The probability density function (PDF) for a particle in one dimension is found by solving the one-dimensional diffusion equation. (This equation states that the position probability density diffuses outward over time. It is analogous to say, cream in a cup of coffee if the cream was all contained within some small location initially. After a long time the cream has diffused throughout the entire drink evenly.) Namely,

$\frac {\partial p(x,t\mid x_{0})}{\partial t}=D{\frac {\partial ^{2}p(x,t\mid x_{0})}{\partial x^{2}}},$

given the initial condition $p(x,t={0}\mid x_{0})=\delta (x-x_{0})$; where $x(t)$ is the position of the particle at some given time, $x_{0}$ is the tagged particle's initial position, and $D$ is the diffusion constant with the S.I. units $m^{2}s^{-1}$ (an indirect measure of the particle's speed). The bar in the argument of the instantaneous probability refers to the conditional probability. The diffusion equation states that the rate of change over time in the probability of finding the particle at $x(t)$ position depends on the deceleration over distance of such probability at that position.

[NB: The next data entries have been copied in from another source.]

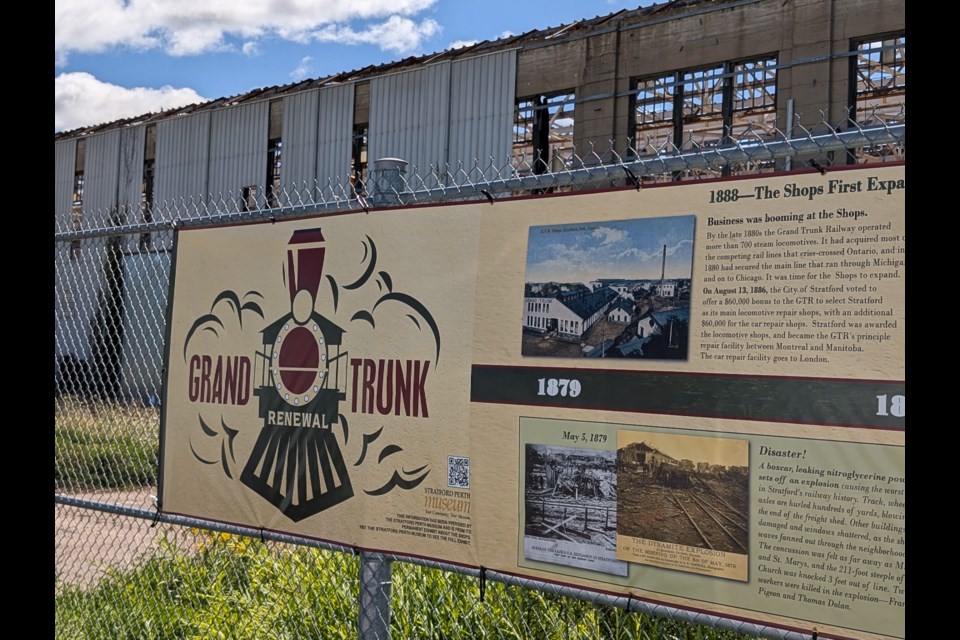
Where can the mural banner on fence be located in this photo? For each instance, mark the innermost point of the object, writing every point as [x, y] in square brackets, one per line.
[691, 393]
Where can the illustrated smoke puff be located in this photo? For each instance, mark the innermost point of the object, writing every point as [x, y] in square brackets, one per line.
[296, 462]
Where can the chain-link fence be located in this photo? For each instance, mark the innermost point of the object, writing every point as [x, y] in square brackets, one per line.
[125, 570]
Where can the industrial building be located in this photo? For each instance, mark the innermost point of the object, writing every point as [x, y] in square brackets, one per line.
[676, 75]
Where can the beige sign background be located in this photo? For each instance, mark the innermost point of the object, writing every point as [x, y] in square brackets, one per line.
[767, 313]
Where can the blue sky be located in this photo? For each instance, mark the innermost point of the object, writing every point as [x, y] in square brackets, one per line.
[121, 58]
[630, 249]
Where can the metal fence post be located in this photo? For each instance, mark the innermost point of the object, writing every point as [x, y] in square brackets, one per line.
[376, 581]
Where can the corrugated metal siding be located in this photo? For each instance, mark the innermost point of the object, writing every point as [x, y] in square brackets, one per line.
[64, 157]
[131, 180]
[183, 150]
[101, 179]
[238, 154]
[409, 118]
[88, 279]
[335, 140]
[299, 155]
[482, 95]
[131, 172]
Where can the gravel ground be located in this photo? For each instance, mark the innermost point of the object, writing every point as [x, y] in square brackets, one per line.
[89, 543]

It can be shown that the one-dimensional PDF is $p(x,t;x_{0})={\frac {1}{\sqrt {4\pi Dt}}}\exp \left(-{\frac {(x-x_{0})^{2}}{4Dt}}\right).$

This states that the probability of finding the particle at $x(t)$ is Gaussian, and the width of the Gaussian is time dependent. More specifically the Full Width at Half Maximum (FWHM) – technically, this is actually the Full Duration at Half Maximum as the independent variable is time – scales like

${\rm {FWHM}}\sim {\sqrt {t}}$.

Using the PDF one is able to derive the average of a given function, $L$, at time $t$:

$\langle L(t)\rangle \equiv \int _{-\infty }^{\infty }L(x,t)p(x,t)\,dx,$ $\langle L(t)\rangle \equiv \int _{-\infty }^{\infty }L(x,t)p(x,t)\,dx,$

where the average is taken over all space (or any applicable variable).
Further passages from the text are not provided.